I’ve posted before about esoteric cartoons, and I will do you the favor of recounting one of my favorite Seinfeld dialogues on the topic:
Elaine: Look at this cartoon in the New Yorker, I don’t get this.
Jerry: I don’t either.
Elaine: And you’re on the fringe of the humor business.
(George comes in)
Elaine: Hey! George look at this.
George: That’s cute.
Elaine: You got it?
George: No , never mind.
Elaine: Come on , We’re two intelligent people here. We can figure this out. Now we got a dog and a cat in an office.
Jerry: It looks like my accountant’s office but there’s no pets working there.
Elaine: The cat is saying ” I’ve enjoyed reading your E-mail”.
George: Maybe it’s got something to do with that 42 in the corner.
Elaine: It’s a page number.
George: Well, I can’t crack this one.
Elaine: Aahh! this has got to be a mistake.
George: Try shaking it…
So now consider the following that I saw on Greg Mankiw’s blog the other day:
(For the record, I tried shaking my laptop, to no avail…) I am very curious as to whether the average Wall Street Journal reader gets the joke- I mean, I’m sure the politics of different Washington think tanks is really top of mind for finance guys, right?
Basically, the cartoon is a play on the recurring liberal-conservative divide.

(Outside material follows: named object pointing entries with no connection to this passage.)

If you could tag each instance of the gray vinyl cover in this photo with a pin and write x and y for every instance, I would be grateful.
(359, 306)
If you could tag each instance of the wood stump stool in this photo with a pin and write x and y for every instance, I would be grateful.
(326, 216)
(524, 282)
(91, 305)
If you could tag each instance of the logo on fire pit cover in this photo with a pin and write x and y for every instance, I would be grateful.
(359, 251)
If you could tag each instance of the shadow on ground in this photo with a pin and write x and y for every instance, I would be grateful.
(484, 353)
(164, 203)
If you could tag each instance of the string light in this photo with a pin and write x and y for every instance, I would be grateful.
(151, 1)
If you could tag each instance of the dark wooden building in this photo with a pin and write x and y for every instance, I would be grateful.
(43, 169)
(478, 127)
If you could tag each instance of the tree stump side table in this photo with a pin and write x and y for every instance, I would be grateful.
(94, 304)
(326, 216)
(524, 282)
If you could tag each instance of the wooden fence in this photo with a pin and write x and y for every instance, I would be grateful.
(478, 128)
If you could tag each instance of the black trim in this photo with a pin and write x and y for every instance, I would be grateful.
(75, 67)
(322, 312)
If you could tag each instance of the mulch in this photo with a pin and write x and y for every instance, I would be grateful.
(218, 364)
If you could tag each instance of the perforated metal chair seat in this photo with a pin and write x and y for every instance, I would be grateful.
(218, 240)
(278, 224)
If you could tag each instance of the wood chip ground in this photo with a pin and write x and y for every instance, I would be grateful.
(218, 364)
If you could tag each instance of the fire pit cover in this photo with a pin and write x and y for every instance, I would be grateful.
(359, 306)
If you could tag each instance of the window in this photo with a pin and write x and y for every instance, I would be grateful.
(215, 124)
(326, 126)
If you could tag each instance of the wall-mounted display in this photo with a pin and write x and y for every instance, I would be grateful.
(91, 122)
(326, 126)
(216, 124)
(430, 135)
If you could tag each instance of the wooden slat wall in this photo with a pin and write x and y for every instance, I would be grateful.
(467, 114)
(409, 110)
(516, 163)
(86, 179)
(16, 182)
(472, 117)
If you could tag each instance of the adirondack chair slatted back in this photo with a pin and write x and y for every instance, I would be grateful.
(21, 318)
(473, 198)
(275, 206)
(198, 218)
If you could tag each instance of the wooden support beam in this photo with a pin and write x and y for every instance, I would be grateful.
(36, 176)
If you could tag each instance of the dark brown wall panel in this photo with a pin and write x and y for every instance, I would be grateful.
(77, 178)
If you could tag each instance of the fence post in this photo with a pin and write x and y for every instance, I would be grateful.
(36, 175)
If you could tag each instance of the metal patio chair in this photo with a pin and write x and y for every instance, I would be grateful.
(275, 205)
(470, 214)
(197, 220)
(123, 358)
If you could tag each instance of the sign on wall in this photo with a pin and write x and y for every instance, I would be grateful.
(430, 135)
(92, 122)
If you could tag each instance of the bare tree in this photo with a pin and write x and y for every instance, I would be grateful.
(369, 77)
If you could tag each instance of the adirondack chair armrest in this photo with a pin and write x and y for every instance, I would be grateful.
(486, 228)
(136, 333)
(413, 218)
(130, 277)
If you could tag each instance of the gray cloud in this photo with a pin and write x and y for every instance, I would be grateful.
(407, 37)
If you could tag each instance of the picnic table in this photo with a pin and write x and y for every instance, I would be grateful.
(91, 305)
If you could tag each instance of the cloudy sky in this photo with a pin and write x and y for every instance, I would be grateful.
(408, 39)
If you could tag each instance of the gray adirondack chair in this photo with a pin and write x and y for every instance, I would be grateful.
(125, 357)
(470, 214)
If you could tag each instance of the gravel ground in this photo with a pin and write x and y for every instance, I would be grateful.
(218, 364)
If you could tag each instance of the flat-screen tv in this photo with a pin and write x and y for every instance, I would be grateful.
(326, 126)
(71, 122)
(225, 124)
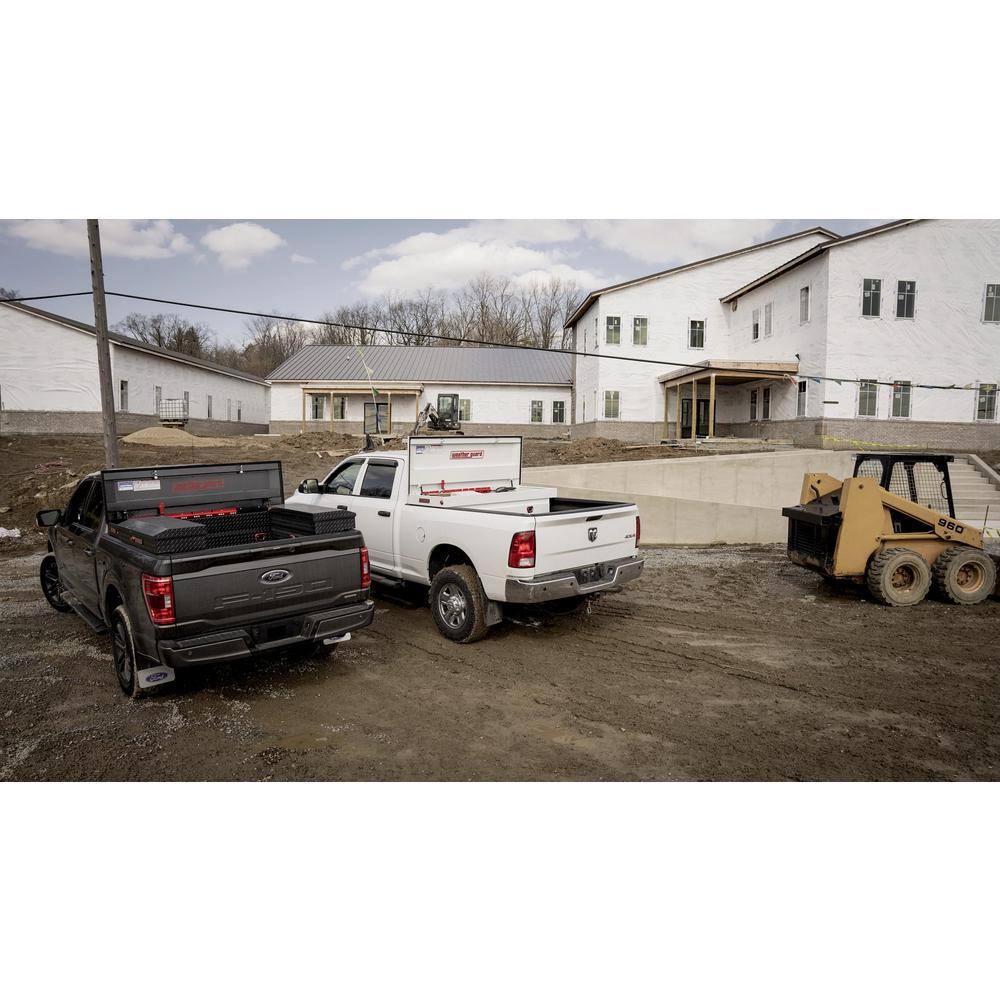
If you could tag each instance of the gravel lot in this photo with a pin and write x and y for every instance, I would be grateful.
(718, 664)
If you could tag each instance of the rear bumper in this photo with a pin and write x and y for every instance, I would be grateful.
(565, 583)
(240, 644)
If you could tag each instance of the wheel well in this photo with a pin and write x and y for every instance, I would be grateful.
(446, 555)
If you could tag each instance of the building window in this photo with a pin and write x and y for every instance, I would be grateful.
(871, 297)
(986, 404)
(906, 299)
(867, 398)
(317, 407)
(991, 308)
(900, 399)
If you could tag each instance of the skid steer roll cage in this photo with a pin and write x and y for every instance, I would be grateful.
(913, 484)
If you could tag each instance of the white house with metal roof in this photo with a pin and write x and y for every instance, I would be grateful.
(49, 381)
(500, 390)
(833, 342)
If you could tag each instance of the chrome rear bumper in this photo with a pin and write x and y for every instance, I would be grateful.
(566, 583)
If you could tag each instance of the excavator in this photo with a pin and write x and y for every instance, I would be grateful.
(891, 526)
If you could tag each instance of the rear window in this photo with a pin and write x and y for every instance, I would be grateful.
(378, 481)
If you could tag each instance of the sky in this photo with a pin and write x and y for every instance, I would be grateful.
(307, 267)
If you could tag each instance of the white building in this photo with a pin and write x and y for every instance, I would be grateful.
(501, 390)
(49, 381)
(852, 332)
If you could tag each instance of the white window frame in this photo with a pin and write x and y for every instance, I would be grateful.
(996, 301)
(996, 397)
(912, 281)
(613, 396)
(892, 399)
(645, 333)
(861, 384)
(704, 332)
(607, 331)
(881, 298)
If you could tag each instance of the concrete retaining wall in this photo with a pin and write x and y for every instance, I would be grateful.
(701, 501)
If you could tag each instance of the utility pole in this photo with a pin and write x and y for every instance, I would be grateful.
(103, 350)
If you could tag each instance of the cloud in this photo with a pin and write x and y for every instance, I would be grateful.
(237, 245)
(134, 239)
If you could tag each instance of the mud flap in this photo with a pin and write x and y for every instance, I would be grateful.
(154, 676)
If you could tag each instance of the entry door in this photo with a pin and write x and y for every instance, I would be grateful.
(702, 429)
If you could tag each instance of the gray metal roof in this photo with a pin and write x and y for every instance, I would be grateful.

In the red corner, we have The Heritage Foundation, which is well-known to be a think tank focused on formulating and promoting conservative public policies. On the other hand, we have the Brookings Institution. Brookings, according to Wikipedia, is a non-partisan organization whose views are largely directed by the attitudes and viewpoints of its researchers. For the purposes of this cartoon, we will put Brookings by default in the blue corner.
I am guessing that this cartoon came after reading about the disagreements between Brookings and Heritage over cap and trade, among other things. But…(comes to senses)…wait, what? I thought that think tanks were just there to do (reasonably) impartial research in order to provide support for whatever “type” of policies make the most sense. Now I know better…and so do you, so keep this in mind when reading about any “unbiased” research coming out of these organizations.